The next day, I got to thinking about it, and I realized that while my lawyer may not know as much about Scott’s law as I had hoped, he probably knows the procedure for un-suspending a license, since that must happen pretty often. On the other hand, the old lady who entered the paperwork might have been trained before everything was computerized.
I called the automated line at the Driver’s Services office in Springfield, entered my social security number and driver’s license number, and a computer told me “Your driver’s license and driving privileges are currently valid. Please drive safely.”
Now I had to go back to the Driver’s Services office to get an actual physical license. The question was, should I drive there? I was 90% sure that I could do it. Even if a cop stopped me, a computer check would confirm my driving privileges. After all this trouble, however, I decided not to take the chance.
The nearest Driver’s Services facility is just a few miles from my house, but by some strange twist there’s no city bus that passes closer than half a mile to it. So I ended up taking the bus part way and walking the rest. In the rain.
When I got there, I was dripping all over the floor. The clerk remarked on this, and I explained that I wouldn’t be there if that Jessie White hadn’t tried to suspend my license.
Unlike some of the horror stories I’ve heard from other states, the Illinois Driver Services offices are a model of swift and courteous service. I was done in less than 10 minutes.
Of course, they charged me $10.
Given that I jumped the gun by blogging about the first appearance in court when my case wasn’t quite over, I was reluctant to post anything about these new events, in case something else went wrong. I finally decided to re-post the old blog entries but to postpone a new one—this one—for a year, just to make sure nothing else happened.

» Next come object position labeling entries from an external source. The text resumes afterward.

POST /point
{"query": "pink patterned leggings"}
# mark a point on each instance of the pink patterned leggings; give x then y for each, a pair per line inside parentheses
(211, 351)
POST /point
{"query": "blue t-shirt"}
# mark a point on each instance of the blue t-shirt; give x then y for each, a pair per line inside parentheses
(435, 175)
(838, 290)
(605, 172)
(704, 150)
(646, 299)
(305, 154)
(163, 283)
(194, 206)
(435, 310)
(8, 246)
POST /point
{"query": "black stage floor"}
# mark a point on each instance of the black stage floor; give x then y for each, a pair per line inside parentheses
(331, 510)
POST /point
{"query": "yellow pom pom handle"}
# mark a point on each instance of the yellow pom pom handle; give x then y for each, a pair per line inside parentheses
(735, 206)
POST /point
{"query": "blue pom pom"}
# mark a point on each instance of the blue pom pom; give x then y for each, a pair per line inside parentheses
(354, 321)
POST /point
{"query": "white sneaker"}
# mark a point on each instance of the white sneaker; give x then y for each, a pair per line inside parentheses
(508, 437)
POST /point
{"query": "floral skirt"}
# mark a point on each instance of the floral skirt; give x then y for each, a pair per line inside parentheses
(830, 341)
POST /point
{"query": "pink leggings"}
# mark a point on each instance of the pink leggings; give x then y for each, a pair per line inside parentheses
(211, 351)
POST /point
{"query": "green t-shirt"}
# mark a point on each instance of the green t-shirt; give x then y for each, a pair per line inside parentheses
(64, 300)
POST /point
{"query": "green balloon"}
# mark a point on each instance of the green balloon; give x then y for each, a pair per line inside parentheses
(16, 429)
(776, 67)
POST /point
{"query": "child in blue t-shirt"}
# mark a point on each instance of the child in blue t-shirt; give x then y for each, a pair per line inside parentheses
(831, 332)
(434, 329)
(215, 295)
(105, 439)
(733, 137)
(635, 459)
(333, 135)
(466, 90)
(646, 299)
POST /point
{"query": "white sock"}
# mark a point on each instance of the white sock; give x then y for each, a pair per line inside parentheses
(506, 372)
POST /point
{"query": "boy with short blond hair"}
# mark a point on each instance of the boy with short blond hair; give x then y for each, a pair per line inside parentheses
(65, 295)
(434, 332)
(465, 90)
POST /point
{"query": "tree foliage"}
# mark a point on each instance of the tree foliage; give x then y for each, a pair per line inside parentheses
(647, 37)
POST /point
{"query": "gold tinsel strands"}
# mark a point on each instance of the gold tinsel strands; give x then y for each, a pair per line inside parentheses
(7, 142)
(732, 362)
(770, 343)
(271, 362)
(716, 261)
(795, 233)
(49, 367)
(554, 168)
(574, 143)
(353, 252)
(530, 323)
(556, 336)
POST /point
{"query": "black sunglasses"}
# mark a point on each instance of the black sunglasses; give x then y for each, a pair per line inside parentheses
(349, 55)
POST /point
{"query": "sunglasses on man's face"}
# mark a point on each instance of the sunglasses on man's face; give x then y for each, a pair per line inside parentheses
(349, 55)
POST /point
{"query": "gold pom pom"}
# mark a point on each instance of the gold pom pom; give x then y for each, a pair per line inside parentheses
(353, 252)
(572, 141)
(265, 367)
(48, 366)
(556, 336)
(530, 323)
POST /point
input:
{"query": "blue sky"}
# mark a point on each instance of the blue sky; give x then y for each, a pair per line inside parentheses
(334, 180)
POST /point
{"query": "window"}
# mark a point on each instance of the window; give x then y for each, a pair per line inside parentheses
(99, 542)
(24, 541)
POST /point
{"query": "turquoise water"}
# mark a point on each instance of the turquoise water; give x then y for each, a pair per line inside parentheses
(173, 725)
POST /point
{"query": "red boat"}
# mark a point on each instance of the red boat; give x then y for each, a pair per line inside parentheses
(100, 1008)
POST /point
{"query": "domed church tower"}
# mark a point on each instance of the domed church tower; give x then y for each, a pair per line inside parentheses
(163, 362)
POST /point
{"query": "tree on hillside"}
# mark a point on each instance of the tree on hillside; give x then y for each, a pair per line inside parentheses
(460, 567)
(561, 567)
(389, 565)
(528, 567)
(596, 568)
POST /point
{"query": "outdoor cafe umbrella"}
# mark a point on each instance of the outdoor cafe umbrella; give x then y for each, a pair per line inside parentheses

It may sound like I’m whining, and maybe I am, but whining about stuff like this is what blogging is all about. Besides, for some reason, these sagas about my contacts with the Cook County Court System seem to draw a lot of links to the blog.
Also, consider that I have a flexible work schedule, a wife who can drive me around, and enough money to fight this in court. A lot of less fortunate people would be waiting out the suspension, driving anyway because they have to, and hoping they don’t get caught.
Another thing to remember is that all of this—two court appearances, $800 in fees and penalties, all that running around—followed from a single traffic ticket for failing to move over one lane as I passed a truck sitting on the side of the road in a construction zone.
I can’t imagine how difficult it must be, when charged with a serious crime—one with jail time and conditions of bail—to keep everything straight and do everything by the book. I’m guessing that many people can’t keep up with all the details, and the unlucky ones are randomly caught and jailed.